The sharp decline in Chinese stocks and the policy response is important for global investors but not on the grounds commonly cited. It is unlikely to have a major impact on the Chinese economy. It is unlikely to be a key factor in the IMF's decision regarding the composition of the SDR basket.
China does not have an equity culture. Equities account for about 12% of Chinese household financial assets. It is lower than the major economies and compares with 58% in the US.
The precipitous decline in China's equity market is unlikely to significantly disrupt corporate capital rising. It is true that initial public offerings have been frozen, but raising capital in the equity market accounts for about 5% of total non-financial company finances in China.

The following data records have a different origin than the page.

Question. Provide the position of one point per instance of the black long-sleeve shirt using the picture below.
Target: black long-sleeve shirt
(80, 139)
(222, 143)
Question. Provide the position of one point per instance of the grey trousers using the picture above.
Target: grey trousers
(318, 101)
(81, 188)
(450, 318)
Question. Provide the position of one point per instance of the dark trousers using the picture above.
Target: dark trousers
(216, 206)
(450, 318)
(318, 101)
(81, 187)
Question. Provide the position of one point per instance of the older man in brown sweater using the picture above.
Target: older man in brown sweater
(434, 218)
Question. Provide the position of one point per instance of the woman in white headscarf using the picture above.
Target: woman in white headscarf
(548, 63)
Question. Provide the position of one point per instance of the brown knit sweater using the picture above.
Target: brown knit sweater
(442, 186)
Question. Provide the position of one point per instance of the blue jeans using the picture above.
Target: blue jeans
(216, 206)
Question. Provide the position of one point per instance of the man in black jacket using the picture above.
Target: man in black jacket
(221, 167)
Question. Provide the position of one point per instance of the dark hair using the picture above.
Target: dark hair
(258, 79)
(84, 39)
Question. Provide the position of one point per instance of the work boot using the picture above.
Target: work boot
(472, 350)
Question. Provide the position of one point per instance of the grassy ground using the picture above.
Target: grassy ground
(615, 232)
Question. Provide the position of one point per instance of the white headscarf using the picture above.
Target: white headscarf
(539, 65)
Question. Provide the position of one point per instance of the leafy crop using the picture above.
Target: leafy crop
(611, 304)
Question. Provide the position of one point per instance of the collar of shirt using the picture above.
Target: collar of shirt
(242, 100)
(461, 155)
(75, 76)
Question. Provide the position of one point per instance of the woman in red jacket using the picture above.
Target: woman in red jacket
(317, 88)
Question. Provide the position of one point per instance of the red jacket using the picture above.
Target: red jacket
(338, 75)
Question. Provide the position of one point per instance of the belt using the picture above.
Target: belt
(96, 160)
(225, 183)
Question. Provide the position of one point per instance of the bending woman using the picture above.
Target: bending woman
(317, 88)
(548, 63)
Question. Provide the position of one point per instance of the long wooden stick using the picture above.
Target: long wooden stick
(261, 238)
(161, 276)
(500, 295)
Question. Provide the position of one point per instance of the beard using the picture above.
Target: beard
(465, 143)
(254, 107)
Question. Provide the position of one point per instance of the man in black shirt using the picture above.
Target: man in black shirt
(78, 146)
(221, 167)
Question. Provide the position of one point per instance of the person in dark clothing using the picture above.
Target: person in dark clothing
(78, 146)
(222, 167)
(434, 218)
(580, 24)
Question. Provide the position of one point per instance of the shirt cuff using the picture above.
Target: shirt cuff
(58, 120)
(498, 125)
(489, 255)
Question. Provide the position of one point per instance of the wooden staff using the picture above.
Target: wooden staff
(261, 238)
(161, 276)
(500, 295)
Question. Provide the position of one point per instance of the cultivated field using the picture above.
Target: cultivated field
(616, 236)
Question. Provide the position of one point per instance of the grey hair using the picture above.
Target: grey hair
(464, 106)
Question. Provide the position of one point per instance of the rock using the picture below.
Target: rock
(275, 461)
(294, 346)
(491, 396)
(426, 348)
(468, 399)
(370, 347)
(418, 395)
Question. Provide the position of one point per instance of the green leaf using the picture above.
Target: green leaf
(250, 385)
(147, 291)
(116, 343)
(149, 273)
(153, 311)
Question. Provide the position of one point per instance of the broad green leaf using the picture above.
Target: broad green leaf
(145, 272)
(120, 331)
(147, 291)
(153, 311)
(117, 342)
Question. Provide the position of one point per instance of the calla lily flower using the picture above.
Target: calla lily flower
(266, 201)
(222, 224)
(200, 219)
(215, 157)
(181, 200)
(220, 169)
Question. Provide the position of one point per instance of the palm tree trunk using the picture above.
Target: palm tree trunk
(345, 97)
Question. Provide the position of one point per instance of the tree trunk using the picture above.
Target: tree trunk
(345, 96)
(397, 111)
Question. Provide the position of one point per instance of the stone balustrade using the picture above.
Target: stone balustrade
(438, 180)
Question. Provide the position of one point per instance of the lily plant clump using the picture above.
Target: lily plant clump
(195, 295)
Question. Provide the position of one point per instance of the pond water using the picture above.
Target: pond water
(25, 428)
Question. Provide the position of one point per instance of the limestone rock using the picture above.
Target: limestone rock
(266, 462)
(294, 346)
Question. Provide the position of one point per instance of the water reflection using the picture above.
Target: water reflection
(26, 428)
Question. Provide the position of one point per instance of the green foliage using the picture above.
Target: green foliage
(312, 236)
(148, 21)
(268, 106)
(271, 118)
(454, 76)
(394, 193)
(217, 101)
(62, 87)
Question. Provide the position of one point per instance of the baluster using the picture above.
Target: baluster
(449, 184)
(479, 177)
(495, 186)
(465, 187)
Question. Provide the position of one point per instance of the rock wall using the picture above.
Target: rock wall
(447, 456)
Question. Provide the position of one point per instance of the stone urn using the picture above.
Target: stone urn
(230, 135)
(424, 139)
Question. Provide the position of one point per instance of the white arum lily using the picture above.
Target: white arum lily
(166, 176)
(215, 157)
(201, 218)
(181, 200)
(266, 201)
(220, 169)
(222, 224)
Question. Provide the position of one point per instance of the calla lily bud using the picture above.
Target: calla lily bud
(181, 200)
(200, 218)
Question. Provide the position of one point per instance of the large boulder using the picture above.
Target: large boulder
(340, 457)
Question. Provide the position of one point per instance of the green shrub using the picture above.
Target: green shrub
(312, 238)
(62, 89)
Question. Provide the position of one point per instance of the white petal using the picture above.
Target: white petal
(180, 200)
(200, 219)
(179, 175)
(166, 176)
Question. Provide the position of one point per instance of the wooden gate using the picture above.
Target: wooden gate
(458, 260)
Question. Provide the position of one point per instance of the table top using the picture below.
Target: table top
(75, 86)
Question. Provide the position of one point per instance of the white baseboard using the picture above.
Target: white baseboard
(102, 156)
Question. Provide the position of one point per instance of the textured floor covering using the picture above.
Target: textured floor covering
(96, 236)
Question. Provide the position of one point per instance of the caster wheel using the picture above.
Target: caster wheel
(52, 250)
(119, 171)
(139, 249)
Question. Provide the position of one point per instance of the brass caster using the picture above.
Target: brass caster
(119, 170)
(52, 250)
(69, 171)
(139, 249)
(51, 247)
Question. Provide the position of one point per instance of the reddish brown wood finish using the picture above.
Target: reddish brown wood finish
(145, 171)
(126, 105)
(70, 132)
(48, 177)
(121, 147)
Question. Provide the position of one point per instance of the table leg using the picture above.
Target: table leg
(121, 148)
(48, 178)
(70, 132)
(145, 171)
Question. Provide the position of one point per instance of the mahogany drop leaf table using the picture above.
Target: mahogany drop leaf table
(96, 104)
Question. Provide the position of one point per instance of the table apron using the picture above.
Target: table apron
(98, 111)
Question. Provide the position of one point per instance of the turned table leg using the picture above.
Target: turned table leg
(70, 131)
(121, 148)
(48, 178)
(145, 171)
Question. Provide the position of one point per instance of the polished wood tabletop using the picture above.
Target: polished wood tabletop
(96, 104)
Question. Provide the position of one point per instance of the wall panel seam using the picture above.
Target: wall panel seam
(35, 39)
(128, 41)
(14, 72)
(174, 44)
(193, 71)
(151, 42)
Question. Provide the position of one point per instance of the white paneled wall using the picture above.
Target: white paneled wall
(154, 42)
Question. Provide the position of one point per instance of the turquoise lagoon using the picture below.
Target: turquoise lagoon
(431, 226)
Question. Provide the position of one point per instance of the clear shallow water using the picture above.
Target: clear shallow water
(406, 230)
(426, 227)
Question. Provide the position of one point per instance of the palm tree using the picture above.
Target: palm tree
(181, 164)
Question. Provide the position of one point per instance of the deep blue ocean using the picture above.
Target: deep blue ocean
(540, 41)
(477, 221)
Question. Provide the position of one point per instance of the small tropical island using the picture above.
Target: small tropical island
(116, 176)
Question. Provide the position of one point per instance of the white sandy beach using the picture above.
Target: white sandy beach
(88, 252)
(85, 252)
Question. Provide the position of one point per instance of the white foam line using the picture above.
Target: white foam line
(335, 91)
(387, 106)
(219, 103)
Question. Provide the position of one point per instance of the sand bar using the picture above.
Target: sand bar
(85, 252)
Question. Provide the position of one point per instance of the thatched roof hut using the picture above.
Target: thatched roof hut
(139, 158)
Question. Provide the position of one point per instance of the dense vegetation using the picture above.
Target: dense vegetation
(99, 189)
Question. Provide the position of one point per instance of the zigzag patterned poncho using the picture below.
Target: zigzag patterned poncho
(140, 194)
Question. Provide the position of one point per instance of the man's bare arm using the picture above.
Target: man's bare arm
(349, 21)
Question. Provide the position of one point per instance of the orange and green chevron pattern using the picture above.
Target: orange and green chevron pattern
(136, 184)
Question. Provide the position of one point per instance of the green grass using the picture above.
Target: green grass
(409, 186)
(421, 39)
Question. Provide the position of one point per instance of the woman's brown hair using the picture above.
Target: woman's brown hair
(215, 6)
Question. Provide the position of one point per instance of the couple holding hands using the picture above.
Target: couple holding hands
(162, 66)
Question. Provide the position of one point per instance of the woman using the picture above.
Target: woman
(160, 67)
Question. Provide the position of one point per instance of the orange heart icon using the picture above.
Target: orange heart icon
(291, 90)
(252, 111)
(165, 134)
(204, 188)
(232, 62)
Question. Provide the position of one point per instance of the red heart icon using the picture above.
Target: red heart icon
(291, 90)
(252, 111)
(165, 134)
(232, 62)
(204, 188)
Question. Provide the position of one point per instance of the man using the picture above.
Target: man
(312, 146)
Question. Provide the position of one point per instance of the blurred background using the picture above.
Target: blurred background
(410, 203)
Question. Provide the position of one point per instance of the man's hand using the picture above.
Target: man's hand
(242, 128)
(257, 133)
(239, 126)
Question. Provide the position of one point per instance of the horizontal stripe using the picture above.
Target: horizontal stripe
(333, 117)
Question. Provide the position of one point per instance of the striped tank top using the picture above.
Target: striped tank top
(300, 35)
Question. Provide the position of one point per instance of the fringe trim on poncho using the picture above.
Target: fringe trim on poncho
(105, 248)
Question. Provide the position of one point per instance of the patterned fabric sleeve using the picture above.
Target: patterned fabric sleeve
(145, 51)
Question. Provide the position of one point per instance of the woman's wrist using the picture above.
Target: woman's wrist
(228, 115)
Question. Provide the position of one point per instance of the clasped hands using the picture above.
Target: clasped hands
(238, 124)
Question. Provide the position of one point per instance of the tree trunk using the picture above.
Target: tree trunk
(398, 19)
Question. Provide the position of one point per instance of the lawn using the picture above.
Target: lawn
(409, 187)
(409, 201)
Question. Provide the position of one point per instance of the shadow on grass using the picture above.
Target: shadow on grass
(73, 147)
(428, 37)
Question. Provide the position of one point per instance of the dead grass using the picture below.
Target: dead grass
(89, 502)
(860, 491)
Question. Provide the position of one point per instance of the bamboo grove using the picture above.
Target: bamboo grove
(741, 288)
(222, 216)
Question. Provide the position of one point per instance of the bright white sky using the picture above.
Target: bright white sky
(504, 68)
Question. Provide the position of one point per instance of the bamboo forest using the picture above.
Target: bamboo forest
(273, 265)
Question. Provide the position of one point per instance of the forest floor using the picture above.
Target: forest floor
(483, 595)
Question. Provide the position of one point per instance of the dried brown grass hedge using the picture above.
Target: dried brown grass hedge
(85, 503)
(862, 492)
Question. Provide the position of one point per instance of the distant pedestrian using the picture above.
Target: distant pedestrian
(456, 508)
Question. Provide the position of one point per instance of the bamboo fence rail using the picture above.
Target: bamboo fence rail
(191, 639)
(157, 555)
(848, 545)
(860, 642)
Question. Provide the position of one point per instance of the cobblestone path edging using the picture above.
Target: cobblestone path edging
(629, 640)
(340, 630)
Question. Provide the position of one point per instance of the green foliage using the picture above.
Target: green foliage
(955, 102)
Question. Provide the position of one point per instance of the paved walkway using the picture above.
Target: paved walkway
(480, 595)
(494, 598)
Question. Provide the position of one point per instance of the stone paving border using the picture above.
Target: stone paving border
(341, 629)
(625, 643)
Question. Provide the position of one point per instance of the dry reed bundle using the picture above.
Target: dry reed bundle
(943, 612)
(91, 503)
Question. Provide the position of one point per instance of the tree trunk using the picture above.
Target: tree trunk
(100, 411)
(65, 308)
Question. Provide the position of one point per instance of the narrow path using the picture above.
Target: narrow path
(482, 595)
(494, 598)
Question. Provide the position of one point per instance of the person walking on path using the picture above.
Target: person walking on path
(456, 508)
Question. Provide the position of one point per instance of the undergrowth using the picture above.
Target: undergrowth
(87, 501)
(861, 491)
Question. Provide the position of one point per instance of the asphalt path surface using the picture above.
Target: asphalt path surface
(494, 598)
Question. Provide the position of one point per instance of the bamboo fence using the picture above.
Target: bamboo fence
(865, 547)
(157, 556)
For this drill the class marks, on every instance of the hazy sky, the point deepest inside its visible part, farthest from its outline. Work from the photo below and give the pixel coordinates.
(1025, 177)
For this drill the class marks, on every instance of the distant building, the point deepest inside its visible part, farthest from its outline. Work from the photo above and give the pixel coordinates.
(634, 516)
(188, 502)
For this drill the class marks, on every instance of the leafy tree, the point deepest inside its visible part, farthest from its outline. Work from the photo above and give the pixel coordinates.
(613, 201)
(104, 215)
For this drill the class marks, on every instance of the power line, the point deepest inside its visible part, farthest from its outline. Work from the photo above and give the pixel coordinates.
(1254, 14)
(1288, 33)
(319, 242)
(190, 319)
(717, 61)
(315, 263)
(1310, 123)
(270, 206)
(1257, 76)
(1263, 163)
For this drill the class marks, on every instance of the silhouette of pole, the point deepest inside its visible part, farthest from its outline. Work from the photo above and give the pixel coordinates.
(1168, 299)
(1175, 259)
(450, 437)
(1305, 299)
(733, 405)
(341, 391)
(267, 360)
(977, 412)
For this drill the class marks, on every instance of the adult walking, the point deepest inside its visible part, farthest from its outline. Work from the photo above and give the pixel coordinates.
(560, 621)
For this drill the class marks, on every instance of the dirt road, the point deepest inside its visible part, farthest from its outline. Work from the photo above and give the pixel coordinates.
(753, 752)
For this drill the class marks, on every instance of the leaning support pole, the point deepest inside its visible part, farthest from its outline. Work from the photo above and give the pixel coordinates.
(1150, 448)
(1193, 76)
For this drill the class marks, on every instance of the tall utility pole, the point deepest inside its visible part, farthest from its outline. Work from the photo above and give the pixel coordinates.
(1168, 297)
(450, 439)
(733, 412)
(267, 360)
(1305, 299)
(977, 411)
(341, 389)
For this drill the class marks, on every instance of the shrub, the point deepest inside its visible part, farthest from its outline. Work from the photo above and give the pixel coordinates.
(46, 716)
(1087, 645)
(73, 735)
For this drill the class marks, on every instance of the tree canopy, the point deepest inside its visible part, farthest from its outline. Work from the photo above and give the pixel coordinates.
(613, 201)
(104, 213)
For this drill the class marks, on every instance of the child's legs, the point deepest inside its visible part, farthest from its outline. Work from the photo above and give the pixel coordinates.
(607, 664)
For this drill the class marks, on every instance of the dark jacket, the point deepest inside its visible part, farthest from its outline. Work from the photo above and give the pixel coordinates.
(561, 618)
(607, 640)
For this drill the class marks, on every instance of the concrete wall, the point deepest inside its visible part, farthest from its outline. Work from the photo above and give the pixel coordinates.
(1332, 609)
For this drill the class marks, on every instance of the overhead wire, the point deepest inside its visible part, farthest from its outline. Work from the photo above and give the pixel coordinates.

It accounts for 62% in the US.
This means that the volatility of Chinese stocks is unlikely to have a strong direct impact on consumer spending or the corporate sector as much as such a decline would impact the US and other high income countries. If this is true, it begs the question: Why did Chinese policy makers respond so aggressively?
To begin to thinking about the question, it is helpful to consider the function of the equity market. We suggest that there is some variance. For example, in the US the role of the stock market is to distribute ownership risks. In contrast, in Japan the traditional role was to solidify inter-company alliances. The same may said of some continental European markets.
The function of the Chinese equity market is different. It is to pool and recycle household savings back into the largely state-owned companies. Institutional investors (mutual funds, pension funds, insurance companies, broker/dealers and foreign investors) account for 56-57% of US and Japanese equity ownership but only 10% in China.
The government (and state-owned enterprises) dominate the Chinese stock market. Estimates place it near 85%. Foreign investors, which own 20% of US shares and 30% of Japan's shares, own 1% of China's A-shares. Chinese shares that trade in Hong Kong, Taiwan, and the US have fared considerably better than the A-shares that trade in Shanghai and Shenzhen.